Commissioners Bob Johnson and Jere McElhaney say they want to approve the mitigation agreement before the federal deadline for comments, set by the U.S. Army Corps of Engineers. That way corps officials will know that the mitigation plan is set in regulatory concrete, not informal quicksand.

The meeting begins at 6:35 p.m. at the County Courthouse, 1100 Mass.

“I hope this will be the last meeting. I really do,” said McElhaney, commission chairman. “We’ve been going through this trafficway battle for 12 or so years now.

“This is, more or less, the final chapter, or the final step, that Douglas County will be going through.”

The project would complete the trafficway by connecting U.S. Highway 59 at the south edge of Lawrence with Kansas Highway 10 at Noria Road, southeast of town. The first section of the highway, connecting U.S. 59 and the Kansas Turnpike northwest of town, cost $45 million and opened to traffic in 1996.

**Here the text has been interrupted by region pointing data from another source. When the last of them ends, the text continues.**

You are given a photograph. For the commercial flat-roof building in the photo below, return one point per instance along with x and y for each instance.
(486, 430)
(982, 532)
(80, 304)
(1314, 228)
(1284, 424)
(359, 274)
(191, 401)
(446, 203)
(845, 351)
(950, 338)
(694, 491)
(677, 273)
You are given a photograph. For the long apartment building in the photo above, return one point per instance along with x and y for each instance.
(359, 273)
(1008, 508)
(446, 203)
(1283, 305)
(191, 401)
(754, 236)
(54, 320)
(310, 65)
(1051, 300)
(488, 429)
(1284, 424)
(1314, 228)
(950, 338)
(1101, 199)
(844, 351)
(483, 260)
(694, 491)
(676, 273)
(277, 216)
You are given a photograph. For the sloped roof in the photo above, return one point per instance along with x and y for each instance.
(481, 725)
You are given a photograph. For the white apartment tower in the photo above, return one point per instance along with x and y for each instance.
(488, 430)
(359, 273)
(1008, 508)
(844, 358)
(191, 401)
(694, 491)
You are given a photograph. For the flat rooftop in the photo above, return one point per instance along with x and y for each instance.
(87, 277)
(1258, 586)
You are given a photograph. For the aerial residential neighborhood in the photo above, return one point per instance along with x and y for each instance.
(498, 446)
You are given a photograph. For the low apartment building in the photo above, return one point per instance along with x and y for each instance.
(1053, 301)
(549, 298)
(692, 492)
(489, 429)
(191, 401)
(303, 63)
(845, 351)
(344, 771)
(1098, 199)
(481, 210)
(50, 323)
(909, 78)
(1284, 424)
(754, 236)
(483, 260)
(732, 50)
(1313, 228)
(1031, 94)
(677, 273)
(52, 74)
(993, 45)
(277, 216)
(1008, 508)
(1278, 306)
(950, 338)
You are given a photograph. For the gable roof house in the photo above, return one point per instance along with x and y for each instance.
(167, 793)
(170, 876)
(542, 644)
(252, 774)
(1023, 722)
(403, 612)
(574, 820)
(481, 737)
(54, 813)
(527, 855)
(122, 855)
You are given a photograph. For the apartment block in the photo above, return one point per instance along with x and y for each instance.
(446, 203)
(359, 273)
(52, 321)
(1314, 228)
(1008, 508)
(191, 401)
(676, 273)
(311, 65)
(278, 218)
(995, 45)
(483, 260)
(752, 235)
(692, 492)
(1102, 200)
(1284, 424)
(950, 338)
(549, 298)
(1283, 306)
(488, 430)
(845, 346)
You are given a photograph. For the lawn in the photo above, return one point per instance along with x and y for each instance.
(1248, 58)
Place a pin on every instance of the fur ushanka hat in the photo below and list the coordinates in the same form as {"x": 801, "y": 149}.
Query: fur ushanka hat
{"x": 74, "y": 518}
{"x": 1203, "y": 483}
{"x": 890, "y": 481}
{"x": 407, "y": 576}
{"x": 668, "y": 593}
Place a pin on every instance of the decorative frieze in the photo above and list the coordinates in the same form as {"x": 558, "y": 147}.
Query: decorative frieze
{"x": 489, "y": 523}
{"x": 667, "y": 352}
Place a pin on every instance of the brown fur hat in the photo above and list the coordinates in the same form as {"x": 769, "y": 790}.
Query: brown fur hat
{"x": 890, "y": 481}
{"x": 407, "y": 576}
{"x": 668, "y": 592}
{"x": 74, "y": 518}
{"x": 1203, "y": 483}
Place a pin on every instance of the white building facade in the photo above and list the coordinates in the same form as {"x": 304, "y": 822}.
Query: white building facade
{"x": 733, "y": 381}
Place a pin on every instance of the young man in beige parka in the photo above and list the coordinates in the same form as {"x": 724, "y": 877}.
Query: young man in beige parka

KDOT estimates that building along 32nd Street would cost $105 million, while going along 42nd Street would cost $128.5 million.

No need for rush

Though McElhaney and Johnson support the mitigation plan, Commissioner Charles Jones remains fervently against it. He argues that the agreement shouldn’t even be put up for a vote yet, given the relatively brief amount of time the public has had to digest the details.

Although general components of the plan have been openly discussed for months, Jones didn’t get his final copy of the proposed agreement and support materials until 5 p.m. Tuesday.

“It’s almost always a mistake to rush important documents,” Jones said. “The lack of public input and the lack of an opportunity to be deliberative about the agreement will come back and bite (Johnson and McElhaney).”

Agreement provisions

Among the KDOT-financed provisions in the formal agreement:

31st Street would be removed between Louisiana Street and Haskell Avenue, and then rebuilt off the southern edge of the Haskell Indian Nations University campus. The former site of the road would be given to the university, and the new road would be property of the county.

Louisiana and Haskell, between 31st Street and the Wakarusa River, would be relocated to the edges of the would-be-expanded Baker Wetlands. The roads would be built with two lanes pavement on right of way wide enough to accommodate four lanes.

Baker would receive $5.41 million to build a wetlands education center, buy equipment and hire personnel to care for the wetlands, prepare camping sites, convert farm fields to wetlands and other related costs.

Baker would give KDOT up to 70 acres at the northern end of the wetlands to allow for construction of the trafficway, in exchange for more than 250 acres of farm fields. More would be added with inclusion of several other sites, whose dimensions were not included in the agreement.

Install a new a water line alongside Haskell Avenue to serve Baldwin and Rural Water District No. 4. It would replace a line that cuts through the wetlands.

The agreement could be terminated by any of the three parties involved if corps doesn’t issue a final decision about the road by Dec. 1. The agreement also could be extended by mutual consent; it would be terminated if the corps selected the 42nd Street route.